Dozens of brands are flooding the phone case market with the exact same products.

How can PopSockets offer a superior, differentiated product?

1

Unique protection

2

Enhanced functionality

1

Unique protection

INSPIRATION I looked towards the advancements that the shoe industry is making with blow-molded shoe soles for a protection story that has never been told in the case space. Pockets of air = ultimate cushion against bumps and drops.

MATERIAL RESEARCH I was dealing with a completely new process and material that I had never worked with before. I gathered various air-filled products to begin understanding the capabilities and limitations of the blow-molding process.

SKETCHING + IDEATION I began exploring different architectures for a blow-molded case. I sketched through various cross-sections to determine the appropriate stack-up of materials; a soft TPU inner layer with a hard PC exterior shell was the market norm for protection.. how could I re-imagine what this needed to be, and where would the air pockets come into play?

VENDOR FEEDBACK Developing a close relationship with a blow-molding vendor in China was absolutely critical for answering the many questions I had about the process. I shared many rounds of drawings and rough CAD to gain design and manufacturing feedback. This was just as much of a learning experience for the vendor as it was for me; blow-molding had only been successful at a shoe scale, not a phone scale. Challenge accepted.

TOOLING + TRIAL SAMPLES We could only make best guesses on things like wall thicknesses and parting lines for so long; eventually the only way to test and prove out my design was to just make it. I needed to see tooled parts to understand if a phone case with actual blow-molded air pockets would even be possible, so making a tool it was. High-risk, high-reward.

MANUFACTURING + ASSEMBLY Initially, I explored a few methods for how the airbags would be assembled into the case. Post-assembling the airbags by either snapping or glueing them in was the least risky approach, but resulted in a messy part that was prone to falling apart. Ultimately, it was decided to place the airbags into a tool and shoot TPU around it to create a clean, robust, single-piece part.

SKETCHING + IDEATION Ramping up the back surface of the case to meet the PopSocket flush does improve "pocketability," but any ramp starts to eat into the finger space under the PopSocket, making "gripability" worse. The challenge would be maintaining a ramped surface, while regaining the lost finger space.

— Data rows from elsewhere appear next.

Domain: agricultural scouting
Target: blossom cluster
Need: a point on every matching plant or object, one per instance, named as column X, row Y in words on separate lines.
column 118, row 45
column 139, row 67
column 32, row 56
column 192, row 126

To me, it made the most sense to re-engineer the same expanding accordion-like experience of a PopSocket onto the back of a case, so that the entire PopSocket could actually pop outwards and overcome the ramp.

PROTOTYPING Proving out a mechanism like this required prototyping in tricky materials, like rubbery soft plastic. Various prototyping techniques were used for different parts of the mechanism; both soft and hard plastic parts were 3-D printed, casted, and CNC machined. 

3-D CAD MODELING + MECHANICS The pop-out mechanism experience is just as intuitive (and fun to play with) as the PopSocket itself. Simply pull twice to expand the accordion on the PopSocket, then pull a third time to expand the accordion in the case. Warning: popping this thing is highly addictive.

TOOLING + TRIAL SAMPLES Although they weren't perfect, I could not have been more stoked on the first round of trial samples. The blow-molded airbags survived the overmolding process (with some flash and short-shotting) and the pop-out mechanism worked! With some tuning to molding peramters and material durometer, this design would be a success.